In a rematch of their US Open clash, defending champion Naomi Osaka takes on 15-year-old phenomenon Coco Gauff in the third round of the Australian Open.
Osaka vs Gauff is live from Melbourne on Friday 24 January at 7pm local/8am GMT
The clash between Osaka and Gauff at the US Open in August was much-anticipated, with Osaka the defending champion a year after announcing herself as a major new star by dethroning Serena Williams in the final and 15-year-old Gauff having become a global media sensation after qualifying for the main draw at Wimbledon, beating Venus Williams at it and reaching the last 16 before losing to Simona Halep.
The actual match did not deliver the fireworks which were hoped for, with Osaka winning 6-3, 6-0 as she delivered a confident, aggressive and accurate performance, and Gauff struggling with her nerves on the Arthur Ashe Stadium. But the aftermath quickly went viral as Osaka invited Gauff, someone with whom she had shared practice courts as an unknown, to share her post-match interview and consoled the crying teenager in a display of sportsmanship.
There’s sure to be as much respect when they take to Rod Laver Arena on Friday – but hopefully the actual tennis might be a little more competitive.
Osaka, once again, will be there in her capacity as defending champion, although not as the top seed this time. Seeded third at the Australian Open, Osaka warmed up with a semifinal run at the Brisbane International, battling through three-set duels against Maria Sakkari, Sofia Kenin and Kiki Bertens before losing to Karolina Pliskova. So far in Melbourne however Osaka has avoided being dragged to three sets, although it has been a close-run thing: Both Marie Bouzkova in the first round and Zheng Saisai in the second led the second set 4-2 before Osaka came back to win those matches by identical scorelines, 6-2, 6-4.
Osaka might not be able to get away with allowing her level to drop after the second set and thus giving her opponent an opportunity to get into the match when she faces Gauff, who has a more formidable game than either Bouzkova or Zheng, despite the latter currently playing some of the best tennis of her career and winning the Premier-level Mubadala Silicon Valley Classic last August.
But Osaka has generally made a more confident start to her second title defense at a Grand Slam than she did at the US Open.
‘I think I got that all out after my experience at the US Open. I just think of it as a new tournament. The only thing that may have changed is that people might want to beat me more. I didn’t deal with that well after this tournament last year, I’ll tell you.
‘Now I think of it as a nice challenge. Someone wanting to play their best against me is something I have to feel fortunate about, because it’s how I get better.’
Osaka is not the only one who has more experience and is approaching things more confidently. After Osaka stopped her US Open run, Gauff – who is limited in how many events she can play because of her age – only played two more tournaments in 2019, but managed to put together another sensational run at one of them, winning the maiden title of her career at the Upper Austria Ladies Linz with wins over Kiki Bertens, Andrea Petkovic and Jelena Ostapenko.

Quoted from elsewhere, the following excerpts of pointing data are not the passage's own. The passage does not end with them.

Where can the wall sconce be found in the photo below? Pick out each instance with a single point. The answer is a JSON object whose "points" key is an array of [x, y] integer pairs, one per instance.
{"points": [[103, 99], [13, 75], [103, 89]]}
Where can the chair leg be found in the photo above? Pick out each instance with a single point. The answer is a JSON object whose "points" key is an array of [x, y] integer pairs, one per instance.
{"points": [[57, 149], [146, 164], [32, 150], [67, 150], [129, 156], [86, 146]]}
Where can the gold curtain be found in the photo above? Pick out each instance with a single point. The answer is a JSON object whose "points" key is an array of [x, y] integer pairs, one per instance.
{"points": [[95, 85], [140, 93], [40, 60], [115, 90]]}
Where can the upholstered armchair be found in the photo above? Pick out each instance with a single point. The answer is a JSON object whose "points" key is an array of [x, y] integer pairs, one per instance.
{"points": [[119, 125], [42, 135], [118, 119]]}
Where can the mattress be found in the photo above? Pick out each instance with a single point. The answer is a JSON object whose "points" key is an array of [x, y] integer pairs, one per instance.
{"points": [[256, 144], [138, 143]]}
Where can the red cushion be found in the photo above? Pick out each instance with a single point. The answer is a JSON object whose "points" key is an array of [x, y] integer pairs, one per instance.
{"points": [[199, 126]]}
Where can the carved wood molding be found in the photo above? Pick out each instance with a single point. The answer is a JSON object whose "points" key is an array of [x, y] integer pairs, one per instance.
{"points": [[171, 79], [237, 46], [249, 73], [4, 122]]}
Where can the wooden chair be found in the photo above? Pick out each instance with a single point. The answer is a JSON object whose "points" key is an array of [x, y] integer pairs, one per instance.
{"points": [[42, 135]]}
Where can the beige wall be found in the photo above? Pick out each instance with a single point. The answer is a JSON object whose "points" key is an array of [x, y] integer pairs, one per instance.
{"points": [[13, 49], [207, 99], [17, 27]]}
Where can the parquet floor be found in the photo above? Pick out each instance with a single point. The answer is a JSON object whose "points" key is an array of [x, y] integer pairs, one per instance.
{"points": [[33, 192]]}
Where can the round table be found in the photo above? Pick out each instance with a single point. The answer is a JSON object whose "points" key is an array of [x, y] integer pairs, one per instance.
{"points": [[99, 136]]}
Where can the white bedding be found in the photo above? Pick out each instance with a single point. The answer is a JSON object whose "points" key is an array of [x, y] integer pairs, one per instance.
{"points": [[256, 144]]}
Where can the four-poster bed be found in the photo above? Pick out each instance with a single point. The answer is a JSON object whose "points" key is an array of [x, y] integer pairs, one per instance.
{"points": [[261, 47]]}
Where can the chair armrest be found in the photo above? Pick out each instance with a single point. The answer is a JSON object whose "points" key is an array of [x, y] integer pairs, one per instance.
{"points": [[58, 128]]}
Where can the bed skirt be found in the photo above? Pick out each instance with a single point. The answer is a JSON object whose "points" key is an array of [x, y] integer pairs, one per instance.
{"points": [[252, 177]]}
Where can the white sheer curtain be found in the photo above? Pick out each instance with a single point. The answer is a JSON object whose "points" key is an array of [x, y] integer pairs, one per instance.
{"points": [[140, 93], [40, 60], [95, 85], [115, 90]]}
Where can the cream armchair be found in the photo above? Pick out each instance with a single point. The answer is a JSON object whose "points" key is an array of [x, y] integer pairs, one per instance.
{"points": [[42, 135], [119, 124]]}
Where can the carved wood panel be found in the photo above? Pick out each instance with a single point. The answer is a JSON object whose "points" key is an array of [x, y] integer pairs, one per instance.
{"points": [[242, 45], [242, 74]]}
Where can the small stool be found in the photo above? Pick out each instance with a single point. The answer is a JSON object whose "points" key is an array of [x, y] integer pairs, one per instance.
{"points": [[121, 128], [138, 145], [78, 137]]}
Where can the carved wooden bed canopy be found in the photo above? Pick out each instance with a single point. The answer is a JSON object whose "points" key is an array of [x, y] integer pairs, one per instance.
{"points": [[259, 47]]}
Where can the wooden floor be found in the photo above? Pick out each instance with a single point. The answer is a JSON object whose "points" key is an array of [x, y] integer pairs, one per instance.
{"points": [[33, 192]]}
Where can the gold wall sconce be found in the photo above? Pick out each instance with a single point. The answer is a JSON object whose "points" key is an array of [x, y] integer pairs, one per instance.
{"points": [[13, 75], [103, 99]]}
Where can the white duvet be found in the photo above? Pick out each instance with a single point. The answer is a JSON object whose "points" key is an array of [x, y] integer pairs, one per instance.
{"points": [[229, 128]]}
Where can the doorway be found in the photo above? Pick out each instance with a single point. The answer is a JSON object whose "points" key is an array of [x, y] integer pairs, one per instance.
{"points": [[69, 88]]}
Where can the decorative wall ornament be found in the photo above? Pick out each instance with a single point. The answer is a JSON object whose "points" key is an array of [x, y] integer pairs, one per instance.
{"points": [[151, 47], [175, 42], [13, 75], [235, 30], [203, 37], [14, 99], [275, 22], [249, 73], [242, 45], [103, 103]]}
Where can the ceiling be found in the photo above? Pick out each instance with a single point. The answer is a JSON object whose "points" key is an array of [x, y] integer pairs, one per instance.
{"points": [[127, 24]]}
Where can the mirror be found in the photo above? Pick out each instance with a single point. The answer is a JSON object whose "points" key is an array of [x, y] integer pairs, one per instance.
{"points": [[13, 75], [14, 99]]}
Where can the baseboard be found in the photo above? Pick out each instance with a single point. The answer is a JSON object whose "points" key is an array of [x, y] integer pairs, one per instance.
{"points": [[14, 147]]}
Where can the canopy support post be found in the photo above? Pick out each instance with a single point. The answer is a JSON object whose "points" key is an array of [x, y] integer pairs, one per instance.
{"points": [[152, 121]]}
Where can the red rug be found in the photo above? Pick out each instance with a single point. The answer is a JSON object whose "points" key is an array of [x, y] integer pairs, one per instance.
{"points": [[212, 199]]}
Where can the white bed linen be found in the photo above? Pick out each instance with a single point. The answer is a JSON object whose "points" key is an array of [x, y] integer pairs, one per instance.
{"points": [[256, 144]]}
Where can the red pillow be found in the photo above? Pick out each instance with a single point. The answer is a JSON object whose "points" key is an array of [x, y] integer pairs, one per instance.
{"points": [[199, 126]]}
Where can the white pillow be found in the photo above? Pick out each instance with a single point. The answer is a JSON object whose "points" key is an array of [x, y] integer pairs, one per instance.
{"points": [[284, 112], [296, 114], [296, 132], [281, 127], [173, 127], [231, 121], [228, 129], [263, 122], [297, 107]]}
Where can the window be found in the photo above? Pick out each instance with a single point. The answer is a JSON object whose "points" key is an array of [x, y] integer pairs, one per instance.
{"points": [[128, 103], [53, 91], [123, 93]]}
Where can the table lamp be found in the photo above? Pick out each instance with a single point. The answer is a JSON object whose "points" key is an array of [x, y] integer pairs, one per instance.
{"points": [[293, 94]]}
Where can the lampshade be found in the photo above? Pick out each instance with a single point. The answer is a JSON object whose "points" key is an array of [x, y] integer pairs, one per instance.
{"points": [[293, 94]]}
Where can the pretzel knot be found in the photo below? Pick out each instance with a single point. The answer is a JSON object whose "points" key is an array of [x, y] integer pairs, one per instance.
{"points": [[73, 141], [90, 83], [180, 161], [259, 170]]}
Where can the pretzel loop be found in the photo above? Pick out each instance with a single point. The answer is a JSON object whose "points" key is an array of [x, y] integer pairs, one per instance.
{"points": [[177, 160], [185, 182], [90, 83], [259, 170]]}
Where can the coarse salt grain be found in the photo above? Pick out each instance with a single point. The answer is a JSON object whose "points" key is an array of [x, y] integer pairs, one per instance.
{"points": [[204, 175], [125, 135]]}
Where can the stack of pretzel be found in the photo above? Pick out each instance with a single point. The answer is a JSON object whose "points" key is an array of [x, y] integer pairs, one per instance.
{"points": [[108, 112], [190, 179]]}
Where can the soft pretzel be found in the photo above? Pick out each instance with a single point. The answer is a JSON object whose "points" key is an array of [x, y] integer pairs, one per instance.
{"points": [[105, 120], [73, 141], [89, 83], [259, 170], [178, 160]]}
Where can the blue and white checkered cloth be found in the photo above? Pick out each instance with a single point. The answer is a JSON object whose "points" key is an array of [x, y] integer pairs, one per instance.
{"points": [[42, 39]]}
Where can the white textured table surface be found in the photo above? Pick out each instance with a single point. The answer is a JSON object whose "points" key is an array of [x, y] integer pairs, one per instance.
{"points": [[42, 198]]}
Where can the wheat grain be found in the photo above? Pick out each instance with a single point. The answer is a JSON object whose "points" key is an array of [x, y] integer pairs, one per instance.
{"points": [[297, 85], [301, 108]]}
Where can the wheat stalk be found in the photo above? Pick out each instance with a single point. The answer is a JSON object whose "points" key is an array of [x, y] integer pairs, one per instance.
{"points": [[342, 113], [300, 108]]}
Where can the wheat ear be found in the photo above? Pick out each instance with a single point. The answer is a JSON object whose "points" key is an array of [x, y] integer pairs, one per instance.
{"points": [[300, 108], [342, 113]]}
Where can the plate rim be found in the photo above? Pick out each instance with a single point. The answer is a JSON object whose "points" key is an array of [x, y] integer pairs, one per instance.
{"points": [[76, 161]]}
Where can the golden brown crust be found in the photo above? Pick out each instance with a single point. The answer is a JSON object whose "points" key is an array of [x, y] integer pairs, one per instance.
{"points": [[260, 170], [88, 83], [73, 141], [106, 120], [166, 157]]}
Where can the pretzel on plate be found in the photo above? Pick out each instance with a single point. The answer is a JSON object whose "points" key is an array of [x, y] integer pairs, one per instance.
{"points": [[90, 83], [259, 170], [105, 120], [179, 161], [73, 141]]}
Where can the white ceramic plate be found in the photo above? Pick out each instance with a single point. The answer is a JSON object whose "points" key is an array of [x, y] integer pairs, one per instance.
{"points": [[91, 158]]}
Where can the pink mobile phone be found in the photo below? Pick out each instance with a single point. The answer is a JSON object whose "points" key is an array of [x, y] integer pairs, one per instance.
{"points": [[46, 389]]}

Currently ranked world no. 67, just one place off a career high hit in January, Gauff started her season by playing the ASB Classic in Auckland where she beat Viktoria Kuzmova before losing in three sets to the crafty Laura Siegemund. Facing Venus Williams in the first round as another déjà vu, Gauff won again 7-6(5), 6-3 before coming back from a set down against Sorana Cirstea to win 4-6, 6-3, 7- and set up the clash with Osaka – a clash in which she has vowed to be more aggressive.

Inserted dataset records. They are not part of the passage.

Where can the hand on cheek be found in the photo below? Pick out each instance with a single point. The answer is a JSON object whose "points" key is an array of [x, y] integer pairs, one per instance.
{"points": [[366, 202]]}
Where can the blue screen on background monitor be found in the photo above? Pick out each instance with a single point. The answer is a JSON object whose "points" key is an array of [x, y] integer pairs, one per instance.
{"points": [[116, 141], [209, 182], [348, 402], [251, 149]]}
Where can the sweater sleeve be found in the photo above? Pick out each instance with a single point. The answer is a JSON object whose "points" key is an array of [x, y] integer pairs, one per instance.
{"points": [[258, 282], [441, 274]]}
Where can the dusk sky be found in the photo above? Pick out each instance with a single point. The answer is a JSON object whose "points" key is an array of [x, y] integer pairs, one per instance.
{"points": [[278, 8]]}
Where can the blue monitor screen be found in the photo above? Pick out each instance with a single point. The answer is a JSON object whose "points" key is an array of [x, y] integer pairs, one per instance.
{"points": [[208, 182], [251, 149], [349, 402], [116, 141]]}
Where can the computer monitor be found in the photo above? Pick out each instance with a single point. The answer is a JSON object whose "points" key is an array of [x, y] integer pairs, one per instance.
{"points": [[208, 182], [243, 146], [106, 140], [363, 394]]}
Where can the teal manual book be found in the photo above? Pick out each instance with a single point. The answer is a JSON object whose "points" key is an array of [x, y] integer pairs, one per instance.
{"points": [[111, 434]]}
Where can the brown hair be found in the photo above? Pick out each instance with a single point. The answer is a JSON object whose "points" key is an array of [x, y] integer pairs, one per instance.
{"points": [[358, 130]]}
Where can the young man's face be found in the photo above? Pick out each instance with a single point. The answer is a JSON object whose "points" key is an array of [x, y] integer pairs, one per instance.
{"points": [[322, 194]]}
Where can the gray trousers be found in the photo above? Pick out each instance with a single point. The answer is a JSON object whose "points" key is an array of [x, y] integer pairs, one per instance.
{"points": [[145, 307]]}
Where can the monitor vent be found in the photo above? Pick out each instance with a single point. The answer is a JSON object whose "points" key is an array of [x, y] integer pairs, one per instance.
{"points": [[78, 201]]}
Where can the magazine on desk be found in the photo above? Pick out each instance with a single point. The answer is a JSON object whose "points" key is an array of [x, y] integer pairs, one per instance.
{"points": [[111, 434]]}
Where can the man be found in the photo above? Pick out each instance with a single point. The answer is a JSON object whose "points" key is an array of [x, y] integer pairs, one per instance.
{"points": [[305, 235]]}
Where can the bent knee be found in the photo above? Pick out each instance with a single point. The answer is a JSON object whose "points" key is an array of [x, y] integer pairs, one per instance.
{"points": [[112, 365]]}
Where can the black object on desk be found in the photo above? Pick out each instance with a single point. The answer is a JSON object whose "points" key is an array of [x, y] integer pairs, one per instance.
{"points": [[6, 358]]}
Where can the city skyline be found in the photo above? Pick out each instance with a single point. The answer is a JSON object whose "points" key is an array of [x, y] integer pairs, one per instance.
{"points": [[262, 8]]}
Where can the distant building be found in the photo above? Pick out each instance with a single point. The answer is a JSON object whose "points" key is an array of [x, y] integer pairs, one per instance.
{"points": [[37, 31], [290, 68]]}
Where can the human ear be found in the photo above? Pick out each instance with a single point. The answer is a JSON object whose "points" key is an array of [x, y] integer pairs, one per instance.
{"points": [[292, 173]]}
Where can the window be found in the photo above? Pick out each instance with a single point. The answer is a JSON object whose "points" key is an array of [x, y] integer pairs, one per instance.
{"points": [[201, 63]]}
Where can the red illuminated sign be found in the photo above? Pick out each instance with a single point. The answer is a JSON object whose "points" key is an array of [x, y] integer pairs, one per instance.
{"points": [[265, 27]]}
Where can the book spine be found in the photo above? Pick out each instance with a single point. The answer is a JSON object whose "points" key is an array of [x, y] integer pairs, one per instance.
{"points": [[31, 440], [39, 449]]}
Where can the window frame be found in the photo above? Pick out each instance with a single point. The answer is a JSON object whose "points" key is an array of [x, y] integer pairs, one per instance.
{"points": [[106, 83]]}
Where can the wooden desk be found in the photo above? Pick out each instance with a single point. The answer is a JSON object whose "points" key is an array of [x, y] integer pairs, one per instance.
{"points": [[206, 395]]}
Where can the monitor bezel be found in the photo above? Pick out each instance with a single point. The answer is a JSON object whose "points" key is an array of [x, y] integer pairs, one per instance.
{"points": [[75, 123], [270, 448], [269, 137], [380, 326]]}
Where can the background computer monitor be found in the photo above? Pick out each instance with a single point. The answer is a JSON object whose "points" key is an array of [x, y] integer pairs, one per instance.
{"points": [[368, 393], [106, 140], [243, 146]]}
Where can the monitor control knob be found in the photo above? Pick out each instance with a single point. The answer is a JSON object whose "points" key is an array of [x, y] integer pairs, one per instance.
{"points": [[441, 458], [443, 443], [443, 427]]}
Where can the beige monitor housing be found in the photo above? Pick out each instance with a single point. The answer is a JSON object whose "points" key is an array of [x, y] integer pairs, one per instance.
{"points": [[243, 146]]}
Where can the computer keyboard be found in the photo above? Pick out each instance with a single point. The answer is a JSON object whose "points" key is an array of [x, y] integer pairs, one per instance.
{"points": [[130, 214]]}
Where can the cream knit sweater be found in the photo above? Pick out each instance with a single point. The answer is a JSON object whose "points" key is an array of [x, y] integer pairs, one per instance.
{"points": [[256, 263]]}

‘I think I’ll be less nervous this time. At the US Open I was nervous. It was my first time on Ashe.
‘For sure I’ll be more confident because I’ve felt her ball before. We’re both familiar with each other’s games. She plays really aggressive. This time coming in I’m going to be more aggressive.’
It will be an interesting clash. Gauff certainly can acquit herself much better than she did at the US Open; she’s got a big serve, plenty of power off the ground and athleticism too, along with a nice line in variety and point construction. Osaka is the more outright power player, but any nerves on her part or any tentativeness will be promptly punished by Gauff. The teenager is very impressive, but Osaka, as the more polished product, should be able to deliver an accurate and confident performance to win, perhaps in two tight sets, and reach the fourth round in Melbourne.